Problems with rsync 2.5.1pre1 and hardlinks

Mon Dec 10 01:51:29 EST 2001

Hi,

I got stuck within some weird prob concerning my 2-node linux cluster and
the synchronisation tool at hand (rsync-2.5.1pre1).

I have to copy a structure of 70 directories where the data of these 
directories are hardlinked to the data of the 1st directory.  Within this
"orig data" directory, I have about 30.000 files, so the amount of files
to sync is approx. 2.100.000.  The overall size is about 9.2GB.

The method to synchronize is to have a "rsync --daemon" running on the
server in production and pull the data into the backup server via rsync::.

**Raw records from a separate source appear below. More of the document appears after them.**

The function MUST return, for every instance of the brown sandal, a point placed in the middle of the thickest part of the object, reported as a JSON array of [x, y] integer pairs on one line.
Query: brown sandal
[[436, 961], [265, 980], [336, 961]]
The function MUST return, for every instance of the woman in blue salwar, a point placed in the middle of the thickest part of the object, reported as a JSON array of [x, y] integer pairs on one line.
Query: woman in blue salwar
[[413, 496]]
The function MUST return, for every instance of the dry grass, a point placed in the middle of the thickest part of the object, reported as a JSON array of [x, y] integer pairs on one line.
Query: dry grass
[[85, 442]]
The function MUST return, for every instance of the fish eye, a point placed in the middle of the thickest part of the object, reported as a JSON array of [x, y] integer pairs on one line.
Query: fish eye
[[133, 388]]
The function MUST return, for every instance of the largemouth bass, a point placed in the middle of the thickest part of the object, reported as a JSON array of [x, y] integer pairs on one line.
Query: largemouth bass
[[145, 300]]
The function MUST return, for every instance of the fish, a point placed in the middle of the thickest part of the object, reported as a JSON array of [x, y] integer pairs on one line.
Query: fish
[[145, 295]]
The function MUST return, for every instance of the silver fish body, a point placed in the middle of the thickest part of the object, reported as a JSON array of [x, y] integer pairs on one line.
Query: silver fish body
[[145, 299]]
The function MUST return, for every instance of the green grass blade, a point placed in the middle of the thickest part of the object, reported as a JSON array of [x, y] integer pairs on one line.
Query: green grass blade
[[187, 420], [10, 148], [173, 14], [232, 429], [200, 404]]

I secured this mechanism via a separate 100mbit network link that is
provided exclusively for the task.  The systems are

- linux-2.4.16 
- glibc-2.2
- i686 (Coppermine with 900MHz) with 512MB RAM and 400MB Swap on the
    main server and 128MB Swap on the backup server (I know this is stupid
    but at the moment I can't help it)

What happens?

The synchronization starts and gobbles up approx. 300MB of RAM/Swap by
calculating the file list at the server.  At the client system, approx.
620MB (aka. nearly all) memory is allocated to compare the file list (the
sync is set up with -auvH).  The files are transfered - when running it 
the 1st time, all files are transfered of course - and the transfer stops
at the client after an hour with

  rsync.c:sig_int() called.
  rsync error: received SIGUSR1 or SIGINT (code 20) at rsync.c(230)
  rsync error: received SIGUSR1 or SIGINT (code 20) at main.c(741)

where I do not see *anything* that is interfering (not me either).

OK I say, better luck next time.  However, as no rsync process remains
at the client (backup server) side, the "rsync --daemon" at the main
server did reduce its memory usage over the file transfer but after
the client broke off communications still has a child hanging around 
with 200MB of mem in use!

So, when running rsync the next time, I will have 500MB of memory eaten
up by both rsyncs on the main server (the new and the old) which is quite 
a lot.  Unfortunately, the second (and third) tries to sync break after
some time with similar messages as shown above and the hanging processes
at the main server will be happy with 700-800MB mem at their hands.

The result?  The production server is dying a slow and painful out-of-
mem-death when I don't do a "killall -9 rsync" after some time....

Any comments how to debug this?

I just have the idea that maybe the kernel at client side is sending 
silently a signal to the rsync process due to excess memory usage?

How to avoid that behaviour? (the client system was quite happy as it 
does nothing else than rsyncing...)

Regards,

- Birger